According to the present invention, it is possible to manufacture an absorbent resin using a natural polymer having no toxicity instead of a synthetic polymer, thereby protecting the wearer's skin.

1 is a graph showing swelling ratios of alginate hydrogel in distilled water and artificial urine. Alginic acid hydrogel without bubble formation was used as a control.
2 shows a photograph of a freeze-dried alginic acid hydrogel. (a) an alginic acid hydrogel not forming pores, (b) an alginic acid hydrogel in which pores are formed.
Figure 3 shows the swelling ratio graph of the carrageenan / karaya gum hydrogel. As a control group, a hydrogel composed of only carrageenan free of karaya gum was used.
Figure 4 shows the swelling ratio graph under various conditions of the amide pectin hydrogel. As a control, amide pectin hydrogel without pore formation was used.
FIG. 5 is a graph showing swelling ratios observed in amide pectin hydrogels at pH 5.5, 6.3, and 8.1 artificial urine.
FIG. 6 is a graph showing swelling ratios observed in distilled water of CMC hydrogels and amide pectin hydrogels. FIG.
Figure 7 shows a graph of cytotoxicity of the hydrogel. PAA: poly (acrylic acid); Al: alginic acid hydrogel; K / K: carrageenan / karaya gum hydrogel; AP: amide pectin hydrogel; CMC: CMC hydrogel.

Best Mode for Carrying Out the Invention Hereinafter, the functions and effects of the present invention will be described in more detail through specific embodiments of the present invention. It is to be understood, however, that these embodiments are merely illustrative of the invention and are not intended to limit the scope of the invention.

[ Experimental Example  One] Hydrogel  Structure analysis

The internal structure of the hydrogel was observed with a digital microscope (AM-413ZT; AnMo Electronics co.).

[ Experimental Example  2] Measurement of swelling behavior

The swelling degree of each sample was measured in distilled water and artificial urine. The artificial urine was Na ₂ SO ₄ (0.2 wt%), KCl (0.2 wt%), MgCl ₂ (0.05 wt%), CaCl ₂ (0.025 wt%), NH ₄ H ₂ PO ₄ (0.085 wt% ₄ ) ₂ HPO ₄ (0.015 wt%).

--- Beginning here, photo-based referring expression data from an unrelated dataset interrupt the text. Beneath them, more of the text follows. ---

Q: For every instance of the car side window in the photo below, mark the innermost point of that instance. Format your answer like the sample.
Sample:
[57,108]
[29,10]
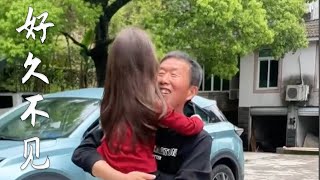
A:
[204,116]
[91,128]
[213,117]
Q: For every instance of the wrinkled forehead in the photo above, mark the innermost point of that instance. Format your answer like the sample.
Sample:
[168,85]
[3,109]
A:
[175,64]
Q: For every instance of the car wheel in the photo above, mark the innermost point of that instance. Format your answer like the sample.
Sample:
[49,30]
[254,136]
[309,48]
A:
[222,172]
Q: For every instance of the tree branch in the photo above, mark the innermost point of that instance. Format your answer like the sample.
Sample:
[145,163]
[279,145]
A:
[76,42]
[114,7]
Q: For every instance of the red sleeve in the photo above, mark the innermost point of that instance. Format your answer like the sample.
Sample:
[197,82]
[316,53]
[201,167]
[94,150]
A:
[182,124]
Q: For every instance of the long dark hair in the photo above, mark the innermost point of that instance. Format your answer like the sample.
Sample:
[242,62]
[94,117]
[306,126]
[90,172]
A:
[131,97]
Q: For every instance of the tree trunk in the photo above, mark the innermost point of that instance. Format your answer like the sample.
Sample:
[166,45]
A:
[99,53]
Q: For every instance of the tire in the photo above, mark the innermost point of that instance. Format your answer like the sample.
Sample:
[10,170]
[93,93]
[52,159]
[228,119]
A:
[222,172]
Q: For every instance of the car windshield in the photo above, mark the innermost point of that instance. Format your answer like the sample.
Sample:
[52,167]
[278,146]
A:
[65,115]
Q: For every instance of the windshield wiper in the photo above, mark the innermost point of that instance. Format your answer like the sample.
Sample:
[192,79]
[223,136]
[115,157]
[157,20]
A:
[9,138]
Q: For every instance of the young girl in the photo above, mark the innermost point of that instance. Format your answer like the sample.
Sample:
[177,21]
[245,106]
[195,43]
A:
[133,107]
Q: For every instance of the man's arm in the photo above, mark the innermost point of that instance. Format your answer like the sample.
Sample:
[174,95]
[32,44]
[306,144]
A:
[182,124]
[86,155]
[196,164]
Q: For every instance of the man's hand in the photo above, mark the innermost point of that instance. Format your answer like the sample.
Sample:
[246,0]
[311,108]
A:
[135,175]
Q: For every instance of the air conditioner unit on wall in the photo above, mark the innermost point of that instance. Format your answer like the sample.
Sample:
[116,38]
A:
[297,93]
[233,94]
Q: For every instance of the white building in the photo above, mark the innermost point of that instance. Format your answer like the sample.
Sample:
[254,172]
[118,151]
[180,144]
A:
[266,110]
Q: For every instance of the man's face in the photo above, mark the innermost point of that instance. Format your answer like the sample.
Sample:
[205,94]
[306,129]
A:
[174,82]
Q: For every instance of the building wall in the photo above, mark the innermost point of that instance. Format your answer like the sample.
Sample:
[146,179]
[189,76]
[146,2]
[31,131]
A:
[289,73]
[307,124]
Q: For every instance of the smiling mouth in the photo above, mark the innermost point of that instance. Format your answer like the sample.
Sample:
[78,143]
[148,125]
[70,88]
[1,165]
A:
[164,91]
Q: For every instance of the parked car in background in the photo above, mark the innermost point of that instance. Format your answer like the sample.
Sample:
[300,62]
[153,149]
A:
[73,114]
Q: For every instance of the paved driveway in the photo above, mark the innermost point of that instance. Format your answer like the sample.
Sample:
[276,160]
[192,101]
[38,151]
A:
[270,166]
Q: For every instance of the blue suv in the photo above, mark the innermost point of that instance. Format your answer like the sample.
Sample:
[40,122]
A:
[73,114]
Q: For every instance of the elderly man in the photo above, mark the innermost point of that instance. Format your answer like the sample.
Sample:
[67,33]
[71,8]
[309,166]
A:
[179,80]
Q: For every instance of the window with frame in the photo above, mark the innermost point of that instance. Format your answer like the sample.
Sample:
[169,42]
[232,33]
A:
[214,83]
[268,70]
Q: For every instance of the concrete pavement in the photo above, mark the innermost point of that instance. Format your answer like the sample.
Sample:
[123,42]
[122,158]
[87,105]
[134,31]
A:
[271,166]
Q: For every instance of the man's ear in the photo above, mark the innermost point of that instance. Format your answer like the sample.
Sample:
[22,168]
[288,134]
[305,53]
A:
[193,90]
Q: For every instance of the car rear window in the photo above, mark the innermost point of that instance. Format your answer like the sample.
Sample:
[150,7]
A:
[6,101]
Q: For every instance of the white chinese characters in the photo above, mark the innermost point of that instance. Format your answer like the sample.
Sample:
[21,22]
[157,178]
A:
[32,109]
[33,62]
[30,22]
[29,154]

The weight of the swollen sample was measured at predetermined time intervals after the weight of the dried sample was measured before swelling. When weighing, the excess water on the surface was wiped off with filter paper. Three samples were measured and averaged. The degree of swelling was calculated using the following equation.

Swelling ratio = (W _s - W _d / W _d

W _s : Weight of swollen sample

W _d : Weight of dried sample

[ Example  One] Hydrogel  Bubble formation

Hydrogels are synthesized by ionic crosslinking of hydrophilic polymers under aqueous environment. The composition and the preparation conditions of the hydrogel thus prepared are summarized in Table 1.

CO ₂ using a bubbling agent NaHCO ₃ to generate the porous structure Gas was generated, and BSA was added as a foam stabilizer so that the formed bubbles could be stably maintained. The bubble size depends on the amount of acetic acid and NaHCO _{3. In} order to produce a hydrogel having uniformly distributed gas bubbles, the crosslinking process and the bubbling process must occur at the same time. The hydrogel prepared without the addition of the bubbling agent was used as a control hydrogel.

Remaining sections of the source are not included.